The fact that the legality of legislation is being challenged does not mean that the law should not be observed. This in essence is the escape the President sought in defending his intemperate outburst at a previous press conference in which responding to the opposition’s demand for him to subject his ministers to a forensic audit of their assets, the President said that he would ask the Integrity Commission to, within two weeks, publish the names of all those Members of Parliament who have not submitted their declarations to the commission.
The main opposition has since indicated that it had advised its members not to submit any. Why should they? If the position of the opposition is that the Integrity Commission is not properly constituted, then how can opposition Members of Parliament be expected to submit their declarations of assets and liabilities to a body that it deems to be illegal.
The question of compliance with the law does not arise because the very law which creates the obligation to submit is being questioned to the extent that the agency to which the declarations have to be submitted is being challenged as being unlawful.
What happens if the opposition does comply with the law and then later find that the Courts rule that the Commission was unlawful? This would mean that the Commission would not have been the properly constituted body to receive declarations. How can the opposition then comply with the law when they consider the agency to which they have to comply as being unlawful and a subject of a legal challenge?
The President indicated at his press conference that he is moving to have consultations on the Commission. He did not state whether this was in respect to only the Chairman or in relation to all the members. The law simply states that there must be consultation, not agreement. However, we have long passed the stage of cosmetic consultations and therefore the consultations are expected to be meaningful.
I urge the opposition leader not to simply see this matter in terms of who was originally right. I urge the President to use his proposed consultation to end the controversy over the Integrity Commission and to restore public confidence in the work of that body by reconstituting the body after meaningful consultations with the opposition as laid out in the law.
In the meantime, the opposition and the media should not allow themselves to be distracted. They should not allow themselves to be caught up in political diversion. And this is why the reporters should have asked the President a simple question at his last press conference.
They should have asked him regardless of who has submitted declarations whether he is prepared to subject the declared assets of his ministers to a forensic audit. I hope that the next time the reporters meet with the President that they put this question to him: Is he willing to have the assets of his ministers subject to a forensic audit?
He may say that this is a matter for the Integrity Commission. But since he did not feel that the issue of those Members of Parliament who have not submitted their declarations was not solely for the Commission, since he felt that he had a right to issue an ultimatum, he should agree that it is within his powers to have a forensic audit of the assets of his ministers.
He does not need the Integrity Commission to do this.

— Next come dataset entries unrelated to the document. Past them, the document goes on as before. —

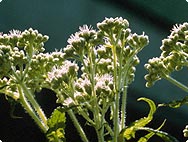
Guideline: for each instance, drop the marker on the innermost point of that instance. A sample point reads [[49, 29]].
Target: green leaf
[[56, 125], [165, 136], [176, 104], [148, 136], [130, 131]]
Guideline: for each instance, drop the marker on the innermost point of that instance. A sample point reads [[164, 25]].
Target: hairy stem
[[77, 125], [30, 110], [29, 97]]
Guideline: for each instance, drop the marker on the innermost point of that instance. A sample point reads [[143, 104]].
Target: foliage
[[88, 76]]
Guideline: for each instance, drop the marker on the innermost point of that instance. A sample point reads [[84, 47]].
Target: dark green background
[[60, 18]]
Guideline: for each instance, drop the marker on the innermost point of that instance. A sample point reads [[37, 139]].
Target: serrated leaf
[[151, 134], [130, 131], [176, 104], [165, 136], [56, 125]]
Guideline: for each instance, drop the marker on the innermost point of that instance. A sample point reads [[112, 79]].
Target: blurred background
[[61, 18]]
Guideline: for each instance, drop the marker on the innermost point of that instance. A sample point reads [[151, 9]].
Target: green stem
[[30, 110], [77, 125], [176, 83], [116, 107], [27, 95], [34, 104], [123, 107]]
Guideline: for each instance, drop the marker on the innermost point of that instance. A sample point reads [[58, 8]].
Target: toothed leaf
[[56, 125]]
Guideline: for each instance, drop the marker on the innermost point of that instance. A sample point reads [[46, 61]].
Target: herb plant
[[90, 77]]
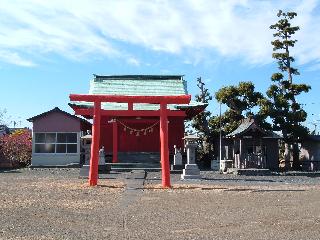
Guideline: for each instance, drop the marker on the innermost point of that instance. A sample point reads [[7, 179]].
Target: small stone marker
[[177, 159], [191, 170]]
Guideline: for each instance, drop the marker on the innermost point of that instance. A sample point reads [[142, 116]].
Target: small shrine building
[[136, 113]]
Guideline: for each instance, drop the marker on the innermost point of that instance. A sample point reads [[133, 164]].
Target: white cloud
[[15, 58], [133, 61], [77, 29]]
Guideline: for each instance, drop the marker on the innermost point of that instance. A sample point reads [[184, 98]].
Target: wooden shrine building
[[136, 113], [250, 146]]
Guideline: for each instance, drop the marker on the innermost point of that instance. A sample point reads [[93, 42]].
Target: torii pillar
[[95, 145], [165, 165]]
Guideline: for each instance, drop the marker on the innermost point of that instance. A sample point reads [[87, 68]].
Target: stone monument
[[177, 159], [191, 170], [102, 157]]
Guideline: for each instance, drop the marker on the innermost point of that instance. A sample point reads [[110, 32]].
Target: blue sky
[[49, 49]]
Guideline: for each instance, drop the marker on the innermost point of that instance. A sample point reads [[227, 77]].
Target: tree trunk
[[286, 156], [295, 157]]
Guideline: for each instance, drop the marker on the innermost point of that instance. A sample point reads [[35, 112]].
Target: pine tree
[[286, 113], [240, 100], [201, 124]]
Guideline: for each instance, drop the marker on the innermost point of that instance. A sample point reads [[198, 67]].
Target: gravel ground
[[56, 204]]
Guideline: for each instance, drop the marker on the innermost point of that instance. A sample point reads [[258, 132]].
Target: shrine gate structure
[[131, 102]]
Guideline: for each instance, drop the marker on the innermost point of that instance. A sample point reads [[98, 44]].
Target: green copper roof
[[137, 85]]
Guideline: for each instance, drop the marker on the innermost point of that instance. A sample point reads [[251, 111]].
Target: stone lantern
[[191, 170]]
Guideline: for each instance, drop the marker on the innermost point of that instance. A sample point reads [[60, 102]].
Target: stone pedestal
[[215, 165], [191, 170], [225, 164]]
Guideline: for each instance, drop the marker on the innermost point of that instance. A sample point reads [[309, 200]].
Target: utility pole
[[220, 137]]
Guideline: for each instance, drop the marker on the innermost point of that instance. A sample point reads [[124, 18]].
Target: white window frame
[[55, 144]]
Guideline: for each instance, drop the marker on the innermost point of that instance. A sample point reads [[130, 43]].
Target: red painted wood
[[115, 142], [165, 165], [94, 160], [144, 143], [181, 99], [128, 113]]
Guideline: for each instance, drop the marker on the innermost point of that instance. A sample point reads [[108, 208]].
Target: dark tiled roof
[[250, 124], [56, 109], [137, 85]]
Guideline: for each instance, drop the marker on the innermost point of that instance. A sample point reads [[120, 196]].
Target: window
[[56, 142]]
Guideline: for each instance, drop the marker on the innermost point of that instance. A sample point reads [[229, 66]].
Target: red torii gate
[[98, 112]]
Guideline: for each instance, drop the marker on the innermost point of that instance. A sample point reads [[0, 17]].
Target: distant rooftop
[[137, 77]]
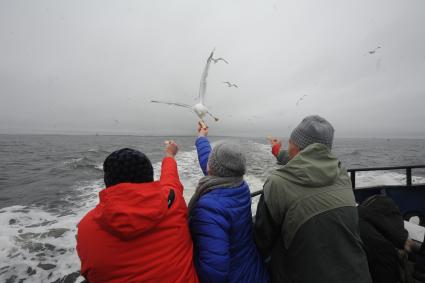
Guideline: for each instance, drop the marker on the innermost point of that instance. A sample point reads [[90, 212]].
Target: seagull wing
[[203, 84], [221, 59], [172, 103]]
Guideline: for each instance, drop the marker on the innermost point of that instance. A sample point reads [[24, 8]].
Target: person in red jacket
[[139, 231]]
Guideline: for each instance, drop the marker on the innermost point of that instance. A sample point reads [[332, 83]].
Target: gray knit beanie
[[313, 129], [227, 160]]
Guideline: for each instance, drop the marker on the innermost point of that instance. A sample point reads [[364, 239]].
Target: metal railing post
[[353, 179], [408, 176]]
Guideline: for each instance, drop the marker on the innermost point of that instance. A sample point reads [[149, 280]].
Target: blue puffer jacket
[[221, 227]]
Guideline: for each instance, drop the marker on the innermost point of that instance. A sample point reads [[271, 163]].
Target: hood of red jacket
[[128, 210]]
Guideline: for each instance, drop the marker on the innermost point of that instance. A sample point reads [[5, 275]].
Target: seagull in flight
[[301, 99], [199, 108], [371, 52], [229, 84], [218, 60]]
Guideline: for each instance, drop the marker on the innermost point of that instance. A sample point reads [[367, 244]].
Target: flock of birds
[[200, 109]]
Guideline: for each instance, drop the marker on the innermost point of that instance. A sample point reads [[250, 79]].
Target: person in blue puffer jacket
[[220, 217]]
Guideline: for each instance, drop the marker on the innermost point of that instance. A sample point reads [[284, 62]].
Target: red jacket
[[134, 235]]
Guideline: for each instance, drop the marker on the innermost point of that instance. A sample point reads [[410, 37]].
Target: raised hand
[[171, 148], [202, 129]]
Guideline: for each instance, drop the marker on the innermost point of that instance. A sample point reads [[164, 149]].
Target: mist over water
[[48, 183]]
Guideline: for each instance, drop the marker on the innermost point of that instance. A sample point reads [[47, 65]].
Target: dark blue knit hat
[[127, 166]]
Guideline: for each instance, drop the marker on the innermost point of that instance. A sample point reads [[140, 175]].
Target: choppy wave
[[39, 246]]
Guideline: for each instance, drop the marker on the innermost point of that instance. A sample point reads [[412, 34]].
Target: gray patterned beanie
[[227, 160], [313, 129]]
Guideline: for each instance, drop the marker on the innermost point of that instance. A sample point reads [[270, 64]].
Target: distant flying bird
[[371, 52], [200, 109], [219, 59], [301, 99], [229, 84]]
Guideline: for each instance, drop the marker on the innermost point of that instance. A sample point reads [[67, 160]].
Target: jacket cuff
[[276, 149], [200, 140]]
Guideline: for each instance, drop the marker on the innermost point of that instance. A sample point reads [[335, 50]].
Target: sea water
[[48, 183]]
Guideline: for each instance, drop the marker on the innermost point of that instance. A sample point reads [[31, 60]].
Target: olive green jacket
[[307, 220]]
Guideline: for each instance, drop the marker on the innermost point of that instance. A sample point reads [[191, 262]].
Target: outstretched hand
[[274, 141], [171, 148], [202, 129]]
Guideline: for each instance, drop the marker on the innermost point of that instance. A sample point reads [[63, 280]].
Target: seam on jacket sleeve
[[170, 176]]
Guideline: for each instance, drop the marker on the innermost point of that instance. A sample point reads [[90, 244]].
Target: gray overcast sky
[[87, 66]]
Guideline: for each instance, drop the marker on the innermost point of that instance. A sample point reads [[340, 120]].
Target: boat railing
[[409, 197]]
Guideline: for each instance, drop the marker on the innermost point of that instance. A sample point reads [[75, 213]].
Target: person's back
[[307, 219], [138, 232], [221, 221]]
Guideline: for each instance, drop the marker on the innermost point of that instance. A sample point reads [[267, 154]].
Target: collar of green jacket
[[314, 166]]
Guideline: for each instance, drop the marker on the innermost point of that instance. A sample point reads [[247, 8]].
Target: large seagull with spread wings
[[199, 108]]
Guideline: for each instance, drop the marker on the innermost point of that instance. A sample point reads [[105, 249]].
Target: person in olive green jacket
[[306, 224]]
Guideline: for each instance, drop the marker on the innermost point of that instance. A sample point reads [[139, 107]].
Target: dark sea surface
[[48, 183]]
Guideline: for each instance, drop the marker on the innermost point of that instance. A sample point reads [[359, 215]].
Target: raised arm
[[203, 147], [169, 173], [281, 155]]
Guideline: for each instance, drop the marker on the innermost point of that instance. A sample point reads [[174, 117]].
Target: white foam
[[31, 236]]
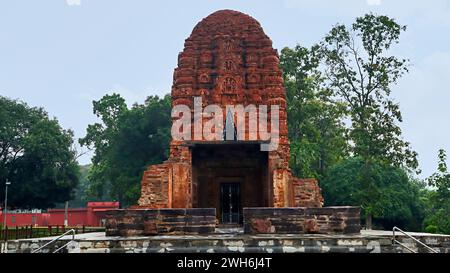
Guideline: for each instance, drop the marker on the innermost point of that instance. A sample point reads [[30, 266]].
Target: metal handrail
[[403, 245], [56, 239]]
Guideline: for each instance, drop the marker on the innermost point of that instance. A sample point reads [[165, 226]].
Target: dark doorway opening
[[223, 167], [230, 201]]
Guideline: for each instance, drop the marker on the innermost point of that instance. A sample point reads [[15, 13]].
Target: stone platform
[[257, 220], [234, 241]]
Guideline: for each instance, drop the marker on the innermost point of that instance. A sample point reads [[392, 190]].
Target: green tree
[[438, 219], [316, 131], [398, 203], [125, 142], [36, 155], [359, 69]]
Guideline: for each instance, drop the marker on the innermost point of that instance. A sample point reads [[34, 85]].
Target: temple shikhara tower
[[228, 60]]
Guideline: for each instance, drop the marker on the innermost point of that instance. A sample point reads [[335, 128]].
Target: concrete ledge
[[137, 222], [327, 220]]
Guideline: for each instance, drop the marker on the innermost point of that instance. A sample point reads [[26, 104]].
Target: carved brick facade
[[227, 60]]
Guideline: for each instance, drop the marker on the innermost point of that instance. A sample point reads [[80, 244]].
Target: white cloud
[[373, 2], [73, 2]]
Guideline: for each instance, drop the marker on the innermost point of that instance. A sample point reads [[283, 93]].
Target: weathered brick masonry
[[227, 60], [326, 220], [139, 222]]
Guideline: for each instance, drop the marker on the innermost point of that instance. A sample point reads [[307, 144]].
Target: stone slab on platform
[[302, 220], [136, 222], [373, 241]]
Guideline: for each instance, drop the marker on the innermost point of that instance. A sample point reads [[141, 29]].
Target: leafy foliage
[[360, 71], [36, 155], [398, 197], [438, 219], [126, 142], [316, 131]]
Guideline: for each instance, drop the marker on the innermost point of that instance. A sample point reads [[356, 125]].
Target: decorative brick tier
[[140, 222], [306, 192], [327, 220]]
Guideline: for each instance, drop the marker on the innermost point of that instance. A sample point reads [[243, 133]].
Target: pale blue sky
[[62, 54]]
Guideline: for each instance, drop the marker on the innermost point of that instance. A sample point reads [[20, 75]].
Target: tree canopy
[[125, 142], [36, 155]]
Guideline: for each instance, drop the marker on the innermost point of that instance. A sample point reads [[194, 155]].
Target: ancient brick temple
[[228, 60]]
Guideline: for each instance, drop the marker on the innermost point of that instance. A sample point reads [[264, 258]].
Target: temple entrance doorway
[[230, 202], [229, 176]]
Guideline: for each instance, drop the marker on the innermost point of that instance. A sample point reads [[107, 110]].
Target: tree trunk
[[369, 221]]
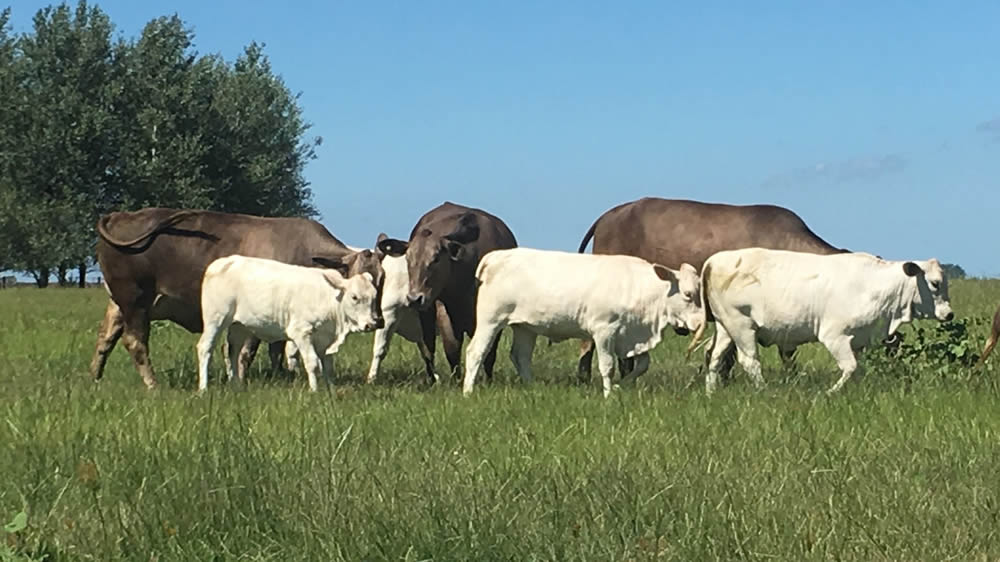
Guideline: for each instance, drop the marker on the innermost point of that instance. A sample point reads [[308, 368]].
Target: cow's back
[[673, 231], [168, 266]]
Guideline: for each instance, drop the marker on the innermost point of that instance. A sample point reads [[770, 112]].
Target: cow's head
[[931, 298], [358, 300], [683, 297], [431, 256], [357, 263]]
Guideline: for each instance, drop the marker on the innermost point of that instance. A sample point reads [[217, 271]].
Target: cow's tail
[[992, 342], [588, 236], [174, 218], [706, 311]]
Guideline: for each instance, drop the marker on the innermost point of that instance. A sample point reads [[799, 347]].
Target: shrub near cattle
[[889, 469]]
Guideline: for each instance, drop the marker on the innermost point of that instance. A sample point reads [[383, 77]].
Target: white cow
[[844, 301], [399, 317], [623, 303], [313, 309]]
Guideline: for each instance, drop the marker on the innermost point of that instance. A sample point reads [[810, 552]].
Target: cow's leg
[[247, 352], [480, 345], [521, 348], [840, 348], [234, 348], [107, 336], [291, 357], [428, 324], [745, 339], [451, 338], [604, 348], [135, 337], [276, 353], [491, 358], [586, 360], [326, 361], [640, 365], [722, 348], [787, 355], [206, 343], [380, 348], [625, 366], [311, 361]]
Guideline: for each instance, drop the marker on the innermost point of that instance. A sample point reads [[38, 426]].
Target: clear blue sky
[[877, 122]]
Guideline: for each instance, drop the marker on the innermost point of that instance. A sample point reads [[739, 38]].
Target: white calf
[[843, 301], [623, 303], [313, 309]]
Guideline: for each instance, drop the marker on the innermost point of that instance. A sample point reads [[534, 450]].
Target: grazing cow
[[994, 336], [776, 297], [675, 231], [312, 309], [400, 318], [623, 303], [153, 261], [442, 253]]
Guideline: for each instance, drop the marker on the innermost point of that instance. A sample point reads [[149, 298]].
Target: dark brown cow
[[994, 336], [676, 231], [442, 253], [153, 261]]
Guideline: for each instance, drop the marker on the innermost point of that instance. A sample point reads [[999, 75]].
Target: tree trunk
[[41, 277], [61, 271]]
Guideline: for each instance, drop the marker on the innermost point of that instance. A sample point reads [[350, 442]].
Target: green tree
[[91, 125], [953, 271], [61, 140]]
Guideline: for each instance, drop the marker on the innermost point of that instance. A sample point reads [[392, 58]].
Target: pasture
[[899, 466]]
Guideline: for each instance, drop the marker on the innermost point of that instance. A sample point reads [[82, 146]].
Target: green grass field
[[894, 468]]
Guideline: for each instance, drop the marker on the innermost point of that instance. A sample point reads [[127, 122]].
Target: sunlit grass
[[552, 471]]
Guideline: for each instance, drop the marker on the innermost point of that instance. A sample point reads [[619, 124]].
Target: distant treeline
[[92, 122]]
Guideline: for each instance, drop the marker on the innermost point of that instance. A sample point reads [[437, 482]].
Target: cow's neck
[[899, 298], [338, 320]]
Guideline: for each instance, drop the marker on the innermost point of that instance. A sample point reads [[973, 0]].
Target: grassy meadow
[[900, 466]]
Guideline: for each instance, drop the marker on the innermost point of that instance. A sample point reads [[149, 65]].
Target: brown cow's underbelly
[[176, 310]]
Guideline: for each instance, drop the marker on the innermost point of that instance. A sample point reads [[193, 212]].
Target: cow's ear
[[455, 250], [665, 273], [467, 229], [391, 246], [336, 280], [337, 264]]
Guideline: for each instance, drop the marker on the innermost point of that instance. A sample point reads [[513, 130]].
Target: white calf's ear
[[665, 273], [336, 281]]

He simply needs to call in the experts and say to them that he wants to show the world how transparent his government is, and thus he is asking all his ministers to subject themselves to a forensic audit of their assets.
We have to stop wasting time in this country with unnecessary political drama. The President should insist that his ministers set a higher example than others, and what better way to set this example than to have an independent international team of auditors come to Guyana to examine the assets of Ministers of the Government?
I do not believe this has been done anywhere else in the world and therefore we will be setting a historic example, one that is unprecedented, by having a forensic audit of the assets of Government Ministers.